Perlunya kebijakan-kebijakan yang ashlah untuk memberdayakan potensi SDM yang semakin besar jumlahnya.

Pasca Fathu Makkah, jumlah umat Islam menjadi semakin besar. Jumlah yang semakin besar ini tentunya memerlukan sebuah penataan masyarakat dan negara yang lebih kompleks. Seluruh SDM harus diberdayakan secara ashlah. Kesalahan-kesalahan dalam pemberdayaan SDM bisa menimbulkan fitnah, perpecahan, dan instabilitas. Kita melihat bahwa orang-orang seperti Abu Sufyan, Mu’awiyah, dan sebagainya telah diberikan posisi-posisi yang cukup terhormat oleh Nabi, meskipun mereka saat itu baru masuk Islam. Nabi tentunya sangat memahami bahwa orang-orang tersebut sebelumnya merupakan para pemuka kaumnya dan memiliki kecakapan yang lebih. Jika Nabi tidak memberikan posisi yang tepat kepada mereka, maka sangat mungkin akan bisa timbul fitnah, perpecahan, dan instabilitas.
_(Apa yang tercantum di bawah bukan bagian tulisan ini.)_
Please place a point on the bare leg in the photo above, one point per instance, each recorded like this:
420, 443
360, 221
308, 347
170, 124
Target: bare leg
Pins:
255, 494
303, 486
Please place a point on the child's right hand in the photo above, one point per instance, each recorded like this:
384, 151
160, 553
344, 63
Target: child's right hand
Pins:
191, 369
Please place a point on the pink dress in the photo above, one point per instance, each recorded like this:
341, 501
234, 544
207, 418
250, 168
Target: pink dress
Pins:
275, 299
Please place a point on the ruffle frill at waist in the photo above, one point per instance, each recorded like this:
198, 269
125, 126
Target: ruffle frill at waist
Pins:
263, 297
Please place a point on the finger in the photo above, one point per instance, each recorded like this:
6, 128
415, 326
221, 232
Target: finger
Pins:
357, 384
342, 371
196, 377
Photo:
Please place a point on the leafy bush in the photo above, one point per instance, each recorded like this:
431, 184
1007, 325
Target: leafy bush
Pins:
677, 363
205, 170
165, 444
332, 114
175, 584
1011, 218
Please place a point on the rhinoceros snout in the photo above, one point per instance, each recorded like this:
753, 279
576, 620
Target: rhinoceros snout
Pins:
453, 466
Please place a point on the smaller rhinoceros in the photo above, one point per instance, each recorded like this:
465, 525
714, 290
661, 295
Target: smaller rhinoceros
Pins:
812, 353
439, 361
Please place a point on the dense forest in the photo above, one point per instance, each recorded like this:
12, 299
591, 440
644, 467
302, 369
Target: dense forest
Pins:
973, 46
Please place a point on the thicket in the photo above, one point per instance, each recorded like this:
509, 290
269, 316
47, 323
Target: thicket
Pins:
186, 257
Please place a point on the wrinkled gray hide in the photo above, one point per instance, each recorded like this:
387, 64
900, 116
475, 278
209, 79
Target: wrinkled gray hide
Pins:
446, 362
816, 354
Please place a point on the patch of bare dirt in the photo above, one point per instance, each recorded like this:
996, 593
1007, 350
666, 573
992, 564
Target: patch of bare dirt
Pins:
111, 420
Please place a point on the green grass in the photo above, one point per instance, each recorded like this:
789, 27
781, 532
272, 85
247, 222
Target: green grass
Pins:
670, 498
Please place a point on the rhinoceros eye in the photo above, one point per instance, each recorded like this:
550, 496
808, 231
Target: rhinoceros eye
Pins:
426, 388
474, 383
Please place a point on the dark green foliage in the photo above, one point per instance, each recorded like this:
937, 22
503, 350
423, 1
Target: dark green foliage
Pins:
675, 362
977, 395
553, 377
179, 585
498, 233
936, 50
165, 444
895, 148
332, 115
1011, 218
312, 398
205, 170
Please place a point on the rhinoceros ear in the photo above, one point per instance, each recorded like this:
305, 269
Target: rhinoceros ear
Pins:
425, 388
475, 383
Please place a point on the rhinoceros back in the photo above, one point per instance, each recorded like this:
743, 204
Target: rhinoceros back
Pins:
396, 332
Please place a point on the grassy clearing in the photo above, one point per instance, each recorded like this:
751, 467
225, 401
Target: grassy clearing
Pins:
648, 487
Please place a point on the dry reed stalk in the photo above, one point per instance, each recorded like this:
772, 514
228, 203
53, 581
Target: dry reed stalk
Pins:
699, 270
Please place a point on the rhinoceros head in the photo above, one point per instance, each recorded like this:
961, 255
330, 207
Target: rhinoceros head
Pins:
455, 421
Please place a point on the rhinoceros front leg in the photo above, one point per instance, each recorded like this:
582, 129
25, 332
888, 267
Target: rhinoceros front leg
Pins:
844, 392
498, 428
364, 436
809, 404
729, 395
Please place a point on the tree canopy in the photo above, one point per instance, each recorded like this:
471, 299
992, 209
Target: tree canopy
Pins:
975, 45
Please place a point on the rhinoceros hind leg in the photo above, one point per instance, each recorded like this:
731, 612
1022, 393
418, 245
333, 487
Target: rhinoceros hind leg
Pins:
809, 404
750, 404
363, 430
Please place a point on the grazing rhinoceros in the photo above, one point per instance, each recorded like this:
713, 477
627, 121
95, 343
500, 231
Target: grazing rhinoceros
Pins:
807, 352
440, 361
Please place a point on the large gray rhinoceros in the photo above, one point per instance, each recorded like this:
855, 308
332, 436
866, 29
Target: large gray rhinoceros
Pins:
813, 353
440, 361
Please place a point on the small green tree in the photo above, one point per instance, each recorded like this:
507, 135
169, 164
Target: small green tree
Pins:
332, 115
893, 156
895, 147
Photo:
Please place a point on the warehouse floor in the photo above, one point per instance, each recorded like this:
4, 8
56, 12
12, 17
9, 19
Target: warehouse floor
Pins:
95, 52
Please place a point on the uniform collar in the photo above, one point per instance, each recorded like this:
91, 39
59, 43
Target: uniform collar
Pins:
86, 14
Nabi saw telah melakukan pemetaan SDM dengan sangat cermat. Tidak setiap orang beliau tempatkan pada pos-pos kepemimpinan dan kekuasaan, meskipun itu sahabat-sahabat terbaik dan termasuk generasi awal. Sebaliknya, beliau tidak segan-segan pula mengangkat orang-orang yang baru masuk Islam dalam posisi-posisi kepemimpinan dan kekuasan, apabila dirasa bahwa yang demikian itu ashlah. Tetapi, kalau kita cermati, beliau saw tidak pernah menempatkan orang-orang baru tersebut dalam posisi-posisi kunci. Untuk posisi-posisi kunci, beliau tetap mempercayakannya kepada generasi awal (al-saabiquun al-awwaluun).
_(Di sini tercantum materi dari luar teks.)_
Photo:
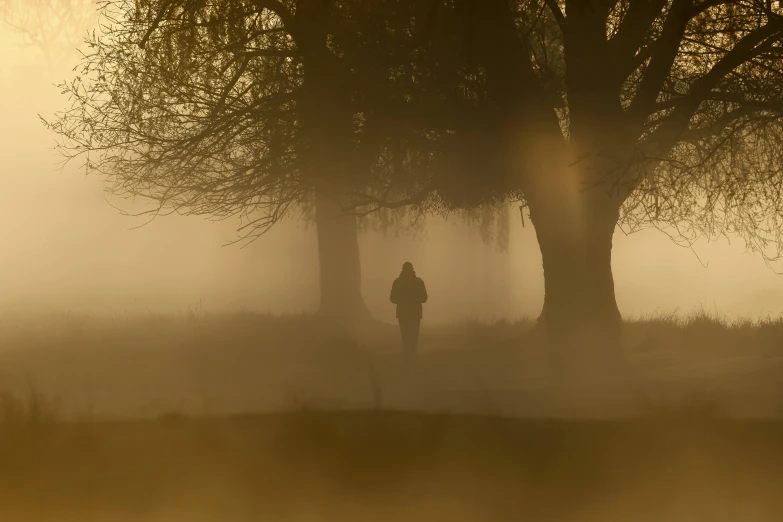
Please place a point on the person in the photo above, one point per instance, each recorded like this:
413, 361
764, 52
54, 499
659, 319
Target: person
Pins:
409, 293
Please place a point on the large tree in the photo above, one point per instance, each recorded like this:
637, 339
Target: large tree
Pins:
228, 108
618, 112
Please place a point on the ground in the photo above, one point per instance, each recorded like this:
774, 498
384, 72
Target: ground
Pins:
383, 466
160, 419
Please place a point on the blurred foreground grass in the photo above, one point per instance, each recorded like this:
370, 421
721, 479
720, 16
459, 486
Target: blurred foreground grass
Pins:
384, 466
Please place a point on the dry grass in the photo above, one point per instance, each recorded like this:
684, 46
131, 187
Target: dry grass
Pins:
683, 460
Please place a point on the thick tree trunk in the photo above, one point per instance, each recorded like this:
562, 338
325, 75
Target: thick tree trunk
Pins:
340, 265
580, 314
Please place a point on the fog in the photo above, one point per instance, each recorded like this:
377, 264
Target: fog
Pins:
65, 248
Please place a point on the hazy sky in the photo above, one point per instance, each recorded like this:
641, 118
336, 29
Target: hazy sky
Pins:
64, 248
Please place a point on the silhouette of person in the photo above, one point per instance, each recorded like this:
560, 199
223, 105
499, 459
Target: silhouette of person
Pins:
409, 293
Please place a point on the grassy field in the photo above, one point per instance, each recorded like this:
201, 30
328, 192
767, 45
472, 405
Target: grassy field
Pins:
209, 364
158, 418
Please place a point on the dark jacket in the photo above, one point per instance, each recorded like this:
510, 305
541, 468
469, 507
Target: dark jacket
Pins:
408, 293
Dengan mencermati perjalanan sejarah diatas, maka paling tidak kita bisa mengambil beberapa pelajaran tentang bagaimana kita menghadapi era perluasan dakwah. Pertama, kita harus menyadari adanya spektrum yang semakin luas atau lapisan-lapisan yang semakin beragam dalam barisan dakwah kita, mulai dari lapisan inti sampai lapisan yang paling umum. Konsekuensinya, pendekatan-pendekatan dalam amal bersama dan dakwah tidak bisa disamakan begitu saja. Kedua, usaha-usaha peningkatan kualitas kader yang sedemikian banyak harus semakin ditingkatkan intensitasnya. Ketiga, perlunya pemberdayaan SDM secara merata dan adil, dengan mempertimbangkan kemaslahatan. Jangan sampai terjadi penyia-nyiaan SDM yang bisa memicu rasa kecewa, perpecahan, dan fitnah.